Quando em 1983 foi lançado o filme War Games, começou-se a ter uma ideia do que seria uma guerra na era dos computadores pessoais. Obviamente que a realidade a que esse filme nos transportava era bem diferente e demasiado temporal à época do filme, sendo que era considerado como Ficção Científica. Ainda assim contava-nos a história de um adolescente e hacker caseiro, que gostava de aceder ao computador da escola para alterar as notas e a folha de presenças. Mas também tinha como passatempo quebrar as entradas nos vários computadores das instituições federais e divertir-se um pouco. Um dia, sem perceber o tipo de computador em que entrou, começou a fazer um jogo de estratégia no computador de defesa norte-americano, simulando o lançamento de mísseis, o que ia originando a 3ª Guerra Mundial. Na altura, isto era o que o mundo encarava como ciberameaça. De alguma forma, era sempre um problema controlado porque as comunicações entre computadores fora dos seus ecossistemas eram feitas por acesso a um BBS (Os BBS permitiam a ligação via telefone a um servidor através de um computador pessoal e interagir com ele, tal como hoje se faz com a internet. Além de proporcionar a distribuição de softwares, aplicações e informações e lazer como jogos on-line, estes eram usados pelas empresas que precisavam que os seus funcionários externos pudessem estar ligados à empresa, para terem acesso, por exemplo, a dados e a relatórios de vendas.).

Foi uma realidade que a Internet fez mudar e, com o fim da Guerra Fria, esta tornou possível a ligação de todas as empresas entre si num palco global.

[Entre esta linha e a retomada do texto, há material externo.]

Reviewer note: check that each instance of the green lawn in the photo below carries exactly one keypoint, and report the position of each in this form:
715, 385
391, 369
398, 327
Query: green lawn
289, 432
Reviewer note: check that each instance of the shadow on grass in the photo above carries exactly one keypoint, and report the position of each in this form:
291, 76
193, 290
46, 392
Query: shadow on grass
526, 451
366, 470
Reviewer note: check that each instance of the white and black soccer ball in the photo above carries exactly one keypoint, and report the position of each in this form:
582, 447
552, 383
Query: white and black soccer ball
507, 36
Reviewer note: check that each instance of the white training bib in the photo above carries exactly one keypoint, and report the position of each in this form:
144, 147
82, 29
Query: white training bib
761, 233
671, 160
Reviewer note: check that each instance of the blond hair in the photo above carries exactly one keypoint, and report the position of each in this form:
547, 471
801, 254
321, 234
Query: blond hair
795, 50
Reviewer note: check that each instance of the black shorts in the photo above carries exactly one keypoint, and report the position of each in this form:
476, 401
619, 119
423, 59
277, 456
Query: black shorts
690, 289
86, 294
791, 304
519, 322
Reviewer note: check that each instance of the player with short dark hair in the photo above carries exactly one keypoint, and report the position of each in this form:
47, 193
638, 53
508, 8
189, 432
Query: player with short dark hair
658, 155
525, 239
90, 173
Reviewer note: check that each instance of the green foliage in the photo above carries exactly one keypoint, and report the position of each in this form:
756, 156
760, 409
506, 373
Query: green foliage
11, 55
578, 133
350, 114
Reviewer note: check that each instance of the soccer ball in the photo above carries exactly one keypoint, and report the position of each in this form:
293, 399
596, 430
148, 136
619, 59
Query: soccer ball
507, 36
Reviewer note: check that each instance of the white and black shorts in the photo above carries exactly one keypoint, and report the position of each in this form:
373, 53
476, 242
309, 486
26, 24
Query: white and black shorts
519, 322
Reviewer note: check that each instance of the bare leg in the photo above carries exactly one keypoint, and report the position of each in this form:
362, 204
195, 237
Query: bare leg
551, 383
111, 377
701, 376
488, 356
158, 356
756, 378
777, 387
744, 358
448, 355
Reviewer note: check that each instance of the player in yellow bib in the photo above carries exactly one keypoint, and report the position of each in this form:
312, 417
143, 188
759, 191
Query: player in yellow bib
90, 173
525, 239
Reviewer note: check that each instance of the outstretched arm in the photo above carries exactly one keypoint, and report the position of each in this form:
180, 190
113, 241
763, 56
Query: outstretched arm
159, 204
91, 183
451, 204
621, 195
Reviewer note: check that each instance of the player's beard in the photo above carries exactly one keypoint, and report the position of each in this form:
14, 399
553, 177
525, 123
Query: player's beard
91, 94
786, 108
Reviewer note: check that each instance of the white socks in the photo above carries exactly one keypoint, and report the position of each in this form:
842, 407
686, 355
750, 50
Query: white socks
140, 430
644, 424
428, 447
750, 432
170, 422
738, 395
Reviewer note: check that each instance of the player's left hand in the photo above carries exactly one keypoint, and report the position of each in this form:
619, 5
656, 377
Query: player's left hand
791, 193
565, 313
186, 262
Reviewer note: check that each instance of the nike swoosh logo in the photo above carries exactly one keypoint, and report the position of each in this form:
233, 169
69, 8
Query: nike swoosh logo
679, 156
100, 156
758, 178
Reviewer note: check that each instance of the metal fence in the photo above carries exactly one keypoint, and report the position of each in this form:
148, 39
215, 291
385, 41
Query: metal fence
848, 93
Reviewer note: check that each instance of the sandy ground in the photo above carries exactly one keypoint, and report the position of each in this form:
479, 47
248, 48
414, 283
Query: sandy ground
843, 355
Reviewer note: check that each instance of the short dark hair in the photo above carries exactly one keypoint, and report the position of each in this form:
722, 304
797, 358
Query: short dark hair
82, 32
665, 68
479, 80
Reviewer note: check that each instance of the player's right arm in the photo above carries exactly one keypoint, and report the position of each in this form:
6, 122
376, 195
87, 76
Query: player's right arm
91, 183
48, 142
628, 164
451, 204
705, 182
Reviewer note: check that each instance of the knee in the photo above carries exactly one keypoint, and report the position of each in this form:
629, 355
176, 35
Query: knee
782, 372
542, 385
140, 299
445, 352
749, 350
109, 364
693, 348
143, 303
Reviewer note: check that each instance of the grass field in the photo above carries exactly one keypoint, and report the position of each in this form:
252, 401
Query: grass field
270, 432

Pensou-se mesmo que a Internet iria ser o palco da democracia, onde todos teriam a possibilidade de expressar a sua opinião de forma global sem serem silenciados, que os povos oprimidos pudessem dar a conhecer a todo o mundo as condições em que viviam e que o mundo os pudesse auxiliar de forma rápida e desinteressada. Contudo, os cenários que temos visto têm demonstrado exatamente o contrário e a internet tem sido mais o palco do delito de opinião.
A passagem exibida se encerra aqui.